The bottom line is that he can do as he likes regardless of how you feel about it.

And the bottom line is also that you have choices you can make too. You're not under any obligation to fund his dream job. If you're not willing to, you are explaining this to the wrong audience.


----------



## Bobby5000 (Oct 19, 2011)

There are some tough issues but let's review one, support. HE SHOULD NOT THINK HE WILL EASILY PAY LESS SUPPORT. 
First, he will have to file a formal application to modify the existing matrimonial agreement and in the interim have to pay the current support. He will be required to provide tax returns, pay stubs and other information. She will explain her current needs, financing, etc. 

Is he going to hire a lawyer for this motion to modify, count on an initial 2,500- 3,500 with more needed as the lawyer says she is "surprised" about the opposition and the time has exceeded her projection. First wife has been checking the two of you out noting you have a nicer car, residence, clothes, etc, saying apparently nothing is too good for new wife but I have to struggle with what I have. First wife's friends and family tell her the problem is "she's been too nice" and needs to get a tough lawyer to protect herself and her family. 

Picture a heavyweight title fight- that's is like a prom date compared to the fight you two have coming. And if it comes out that he voluntarily took a lower paying job, the judge may impute income based upon what he could be earning.


----------



## unbelievable (Aug 20, 2010)

There are consequences for our choices.
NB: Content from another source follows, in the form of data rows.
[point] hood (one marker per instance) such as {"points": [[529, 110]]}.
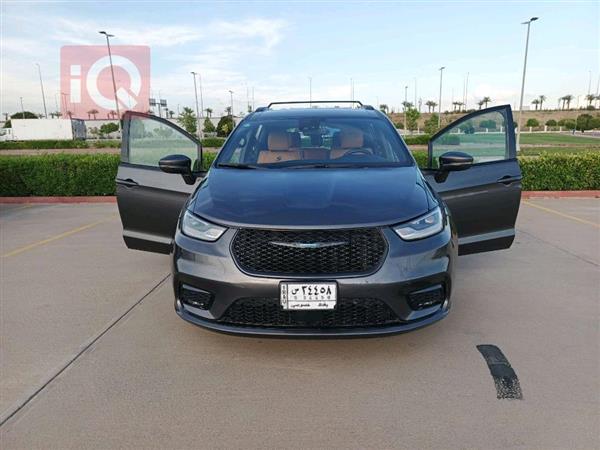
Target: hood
{"points": [[311, 198]]}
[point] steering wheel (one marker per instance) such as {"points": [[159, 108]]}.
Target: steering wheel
{"points": [[358, 151]]}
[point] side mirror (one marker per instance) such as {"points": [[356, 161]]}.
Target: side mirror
{"points": [[180, 164], [452, 162]]}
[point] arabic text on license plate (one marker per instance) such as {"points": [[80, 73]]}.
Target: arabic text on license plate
{"points": [[299, 296]]}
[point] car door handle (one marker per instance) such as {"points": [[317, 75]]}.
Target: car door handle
{"points": [[127, 182], [508, 179]]}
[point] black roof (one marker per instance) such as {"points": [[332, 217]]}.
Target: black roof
{"points": [[295, 113]]}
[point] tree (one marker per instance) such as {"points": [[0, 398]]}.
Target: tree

He chose to make babies and apparently chose to not voluntarily pay child support so his wages are garnished. He chose to take on debt he could not or would not voluntarily pay so he gets garnished. He might be "happy" working on bikes, being a circus clown, or being a Rockette, but he is a man and he has legal and moral obligations. A man does what is best for his family, not what happens to blow his skirt up this week. He can work on bikes at home in his off time. Who knows? That might turn out to eventually be a better paying gig. Right now, I don't see how someone in his position can justify cutting their contribution to family income in half.


----------



## Starstarfish (Apr 19, 2012)

If he leaves his job, and this great new thing doesn't work out, doesn't that meas he's trading in the tenure it took him 6 years to accomplish? Won't he then essentially start all over?

Also, does the think that he'll be bringing home more money and not paying support because he's planning on being paid under the table? 

He's playing with fire on that one.


----------



## Forest (Mar 29, 2014)

This is childish nonsense.

I wish he could run this plan by Dave Ramsey or (for you older folks) Bruce Williams. They'd chop him up like a food processor.

Its stupid, plain and simple. He want's to be a motorcycle mechanic? That would last about 6 months, and either he'd get tired, or his buddy would close up shop.

He needs to grow up and provide.


----------



## jorgegene (May 26, 2012)

what kind of work is he doing now making 37/hr?


----------